To address the root causes of this epidemic, we need to look deeper, tap social and behavioral sciences, and transform the backward way we think about health care in the United States.

I have spent a good part of my medical career investigating the root causes of disease. That work has taught me that they go deeper than our health care system often acknowledges.

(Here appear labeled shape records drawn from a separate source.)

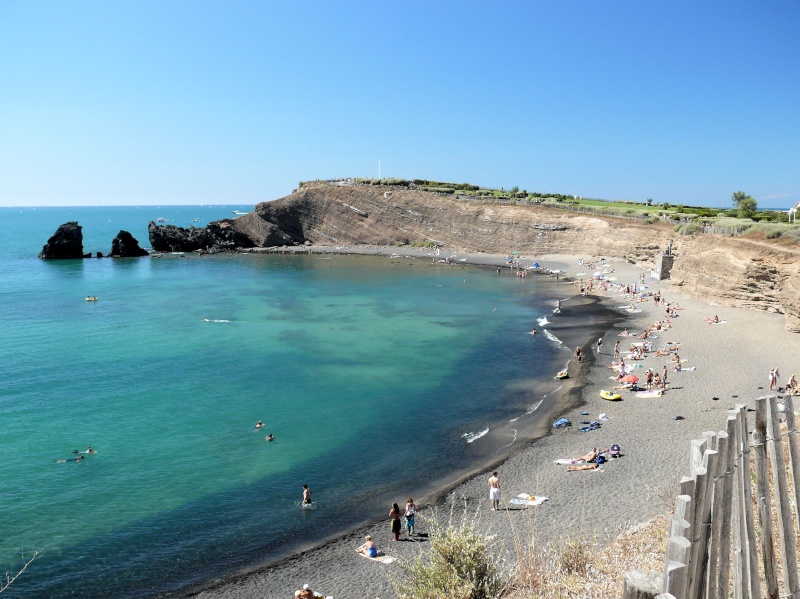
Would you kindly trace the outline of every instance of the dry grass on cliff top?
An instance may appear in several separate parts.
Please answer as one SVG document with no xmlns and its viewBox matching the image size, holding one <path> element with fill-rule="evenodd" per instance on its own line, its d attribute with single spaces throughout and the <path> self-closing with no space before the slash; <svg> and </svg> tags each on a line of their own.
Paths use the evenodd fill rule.
<svg viewBox="0 0 800 599">
<path fill-rule="evenodd" d="M 404 561 L 390 580 L 399 599 L 618 599 L 627 571 L 663 570 L 669 517 L 631 526 L 606 546 L 568 534 L 545 547 L 529 522 L 514 534 L 517 566 L 505 577 L 492 537 L 451 516 L 432 523 L 431 550 Z"/>
<path fill-rule="evenodd" d="M 619 599 L 629 570 L 664 569 L 669 515 L 631 526 L 611 544 L 567 536 L 547 548 L 517 543 L 519 571 L 504 599 Z"/>
</svg>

Right now a good chunk of the U.S. population— 45-to-55-year-old non-Hispanic white men and women — are dying at a rate not seen since the height of the AIDS epidemic. They are increasingly dying of alcoholism, overdose, and suicide.

Economists Ann Case and Angus Deaton of Princeton University analyzed U.S. mortality data from 1989 to 2013 to uncover those grim statistics, and collectively dubbed them “deaths of despair.” You can easily see them in West Virginia. Some of my own family members and friends in the state have been hit by this epidemic.

These deaths aren’t pinned simply to falling income. Case and Deaton found that they are linked to frayed social and emotional support, which can cause serious and, in some cases irreversible, harm to people’s health.

Chronic social stress can also shift the body’s physiology, predisposing people to disease. Behavioral psychologist Elissa Epel, Nobel laureate Elizabeth Blackburn, both of the University of California, San Francisco, and several colleagues evaluated two groups of well-matched mothers — one with chronically ill children and one with children in normal health. They speculated that the moms with ill children would be more stressed and would age faster biologically than moms with normal children. As predicted, they found that mothers who felt chronically stressed aged biologically up to 17 years faster than mothers who didn’t, as measured by the length of their telomeres — structures on the tips of chromosomes that resemble caps on the tips of shoelaces and that grow shorter as cells age.

The twist to this study is that the moms who aged faster biologically did so whether or not their children were sick. This means that what’s critical is not the stress we’re under, but how we perceive it.

Other studies support this, including the landmark Adverse Childhood Experience Study, in which researchers gave a 10-question test to adults asking about different types of trauma, neglect, family dysfunction, and other adverse experiences they had experienced as children aged 18 years and younger, then measured their incidence of chronic disease, addiction, overdose, and suicide.

Those with at least four such adverse experiences had attempted suicide 12 times more often than those who had no adverse experiences. Those with at least three adverse experiences had a life expectancy five years shorter than those who had none, and those with at least six had a life expectancy 20 years shorter than those who had none.

In West Virginia, life expectancy in the state’s southwestern counties is 20 years shorter than in the longest-lived counties in the nation. This suggests that our perceptions of our lives determine not only our risk of addiction, overdose, and chronic disease, but also our biological age. In other words, looking at life fearfully with a mindset of scarcity physically ages people, diminishes their health, and makes them prone to drug addiction and other ills.

Alternatively, if we look at our lives as full, abundant, and safe, we can reduce stress, improve our health, and maintain our vitality.

If we can address the epidemic of hopelessness and isolation in West Virginia and across the United States, we will also address our health crises.

At West Virginia University, we’ve begun trying to doing just that, using our state as a laboratory to test new solutions. For example, we’ve partnered with civic leaders in Harrison County to create a community-wide initiative called Healthy Harrison to rebuild the community and improve the health of the local population.

Healthy Harrison includes a workplace wellness program, an in-school walking program for both children and staff, and an opioid addiction program developed in partnership with local health care providers. Through the addiction program, we developed the first comprehensive guide to help individuals struggling with opioid addiction and public service ads for local television that tell the stories of people recovering from addiction. West Virginians are proud and stoic and self-reliant by nature and culture. But sharing our struggles helps remove the stigma, reframe our stories, and instill hope.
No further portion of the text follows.